Chicago gets a little bovine intervention
Chicago residents have welcomed 300 “udderly” surprising additions to the downtown area with the “Cows on Parade” public art exhibition. It may seem odd, but cows have played a significant role in the Windy City’s history. Chicago, after all, once was home to some of the nation’s largest stockyards, and it was Mrs. O’Leary’s cow that was charged, wrongly it turns out, with the Great Chicago Fire.
The exhibition, which runs until Oct. 31, was developed by the Chicago Department of Cultural Affairs and the Department of Tourism. (It was modeled after a similar art exhibit in Zurich, Switzerland.) Chicago art patrons commissioned local artists to paint or decorate fiberglass cows and paid from $3,000 to $11,000, depending on the renown of the artist.

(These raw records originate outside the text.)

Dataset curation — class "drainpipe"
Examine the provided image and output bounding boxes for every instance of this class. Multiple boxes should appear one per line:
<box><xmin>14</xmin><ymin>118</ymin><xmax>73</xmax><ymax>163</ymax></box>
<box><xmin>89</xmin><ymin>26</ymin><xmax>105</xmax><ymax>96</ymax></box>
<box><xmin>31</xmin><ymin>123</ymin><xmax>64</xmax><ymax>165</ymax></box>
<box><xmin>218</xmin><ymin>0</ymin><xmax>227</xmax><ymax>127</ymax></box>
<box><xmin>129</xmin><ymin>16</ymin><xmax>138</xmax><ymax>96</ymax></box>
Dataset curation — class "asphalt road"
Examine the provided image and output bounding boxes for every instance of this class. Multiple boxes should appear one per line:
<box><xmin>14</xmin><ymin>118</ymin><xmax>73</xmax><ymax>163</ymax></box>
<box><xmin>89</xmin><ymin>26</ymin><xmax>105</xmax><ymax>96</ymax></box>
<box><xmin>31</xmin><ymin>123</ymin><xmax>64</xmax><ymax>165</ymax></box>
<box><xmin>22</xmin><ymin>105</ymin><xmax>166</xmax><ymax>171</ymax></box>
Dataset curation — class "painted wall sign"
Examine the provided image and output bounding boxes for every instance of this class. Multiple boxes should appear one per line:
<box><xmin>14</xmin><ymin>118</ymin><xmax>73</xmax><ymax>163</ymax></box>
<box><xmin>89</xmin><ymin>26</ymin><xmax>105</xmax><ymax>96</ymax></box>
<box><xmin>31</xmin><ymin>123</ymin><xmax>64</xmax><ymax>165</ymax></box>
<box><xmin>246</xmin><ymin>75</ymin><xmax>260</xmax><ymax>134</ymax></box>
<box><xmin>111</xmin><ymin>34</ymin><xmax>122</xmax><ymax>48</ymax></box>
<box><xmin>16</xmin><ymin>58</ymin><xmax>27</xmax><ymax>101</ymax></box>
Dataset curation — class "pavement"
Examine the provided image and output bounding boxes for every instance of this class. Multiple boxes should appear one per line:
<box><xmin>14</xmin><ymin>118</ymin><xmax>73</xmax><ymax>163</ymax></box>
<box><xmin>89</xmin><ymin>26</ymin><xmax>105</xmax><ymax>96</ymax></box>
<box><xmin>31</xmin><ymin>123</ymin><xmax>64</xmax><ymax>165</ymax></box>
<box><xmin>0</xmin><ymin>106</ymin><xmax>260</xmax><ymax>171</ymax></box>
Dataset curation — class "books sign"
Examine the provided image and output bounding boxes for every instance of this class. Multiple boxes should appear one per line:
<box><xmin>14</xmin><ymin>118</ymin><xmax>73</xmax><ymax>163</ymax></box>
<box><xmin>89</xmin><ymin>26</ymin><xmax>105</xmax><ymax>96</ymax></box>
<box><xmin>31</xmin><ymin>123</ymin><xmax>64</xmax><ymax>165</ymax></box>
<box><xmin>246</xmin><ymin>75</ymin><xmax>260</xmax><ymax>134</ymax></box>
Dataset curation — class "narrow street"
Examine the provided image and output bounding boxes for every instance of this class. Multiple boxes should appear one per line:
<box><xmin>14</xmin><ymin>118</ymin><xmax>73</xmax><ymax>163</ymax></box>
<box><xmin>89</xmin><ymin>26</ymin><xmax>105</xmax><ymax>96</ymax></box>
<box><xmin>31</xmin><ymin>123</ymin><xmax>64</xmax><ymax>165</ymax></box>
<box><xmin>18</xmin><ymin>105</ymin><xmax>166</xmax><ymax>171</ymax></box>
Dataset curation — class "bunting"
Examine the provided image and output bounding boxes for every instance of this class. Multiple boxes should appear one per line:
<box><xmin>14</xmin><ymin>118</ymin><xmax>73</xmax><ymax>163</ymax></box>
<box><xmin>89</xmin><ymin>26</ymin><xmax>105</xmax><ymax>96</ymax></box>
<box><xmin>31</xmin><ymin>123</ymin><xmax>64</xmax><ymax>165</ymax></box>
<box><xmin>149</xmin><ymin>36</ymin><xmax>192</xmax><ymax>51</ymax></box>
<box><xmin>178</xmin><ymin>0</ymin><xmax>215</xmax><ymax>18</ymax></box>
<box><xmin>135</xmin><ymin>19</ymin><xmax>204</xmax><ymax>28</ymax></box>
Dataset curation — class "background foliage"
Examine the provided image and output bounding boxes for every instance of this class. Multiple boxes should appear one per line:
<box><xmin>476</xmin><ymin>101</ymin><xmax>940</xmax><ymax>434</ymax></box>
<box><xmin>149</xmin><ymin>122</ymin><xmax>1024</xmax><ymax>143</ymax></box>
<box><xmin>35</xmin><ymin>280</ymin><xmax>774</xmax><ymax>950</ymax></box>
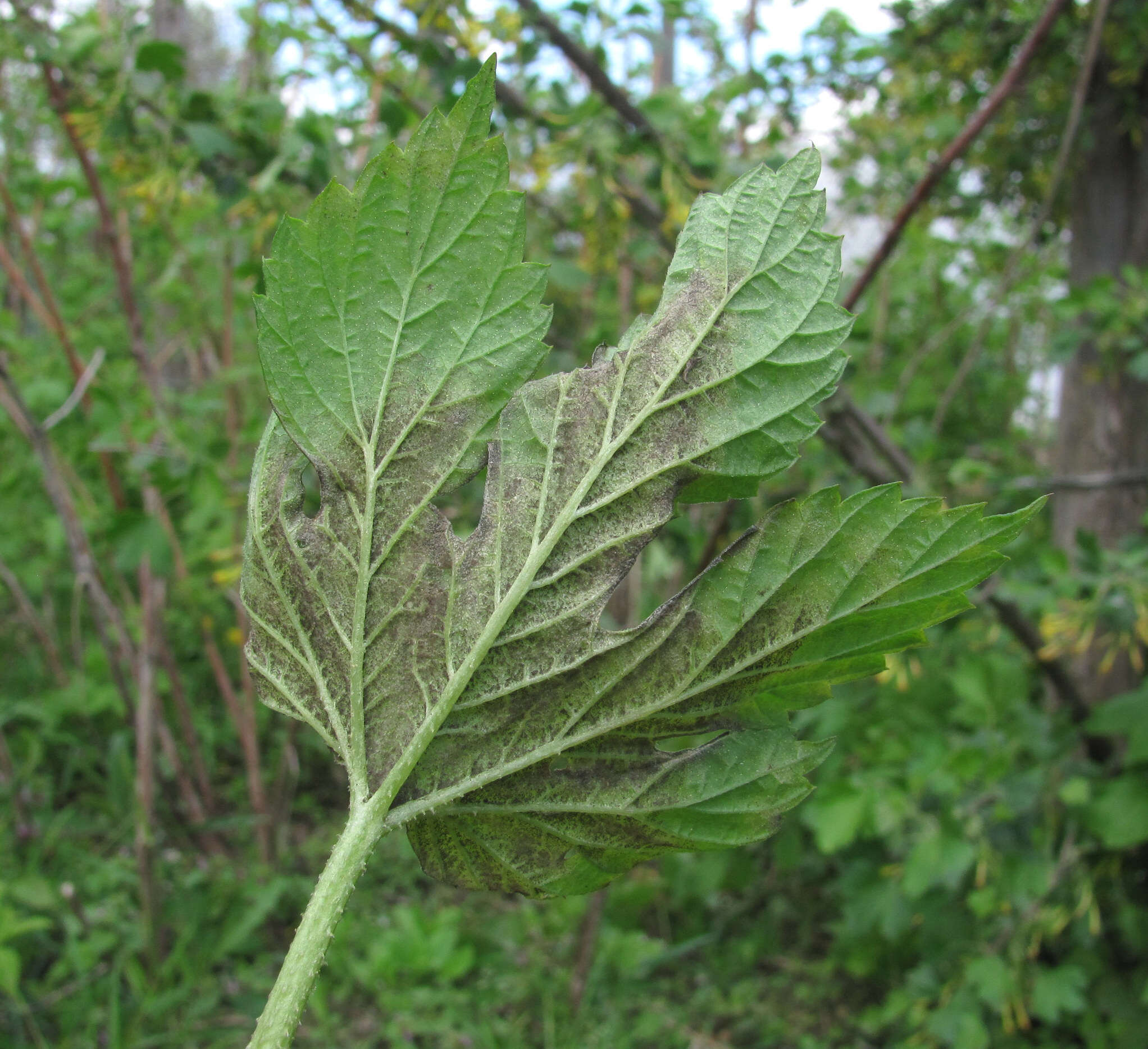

Cows on display include “Chi-Cow-Go,” by Nancy Albrecht, which features the city’s skyline on her body; and “Moo-n Light,” by Philip Kotulski, complete with electric lights.
Although some patrons have been criticized for using their cows to advertise their businesses, the cows have been a big hit. In fact, tourism cow-ordinator Nathan Mason had to dedicate a voicemail box to handle questions about the cows, while the department created a “cattle-log” and map of all the cows around the city.
“Cows on Parade proves that art doesn’t always have to be serious,” says Mayor Richard Daley. “Art can be light-hearted, witty and clever. Most of all, art can be fun.”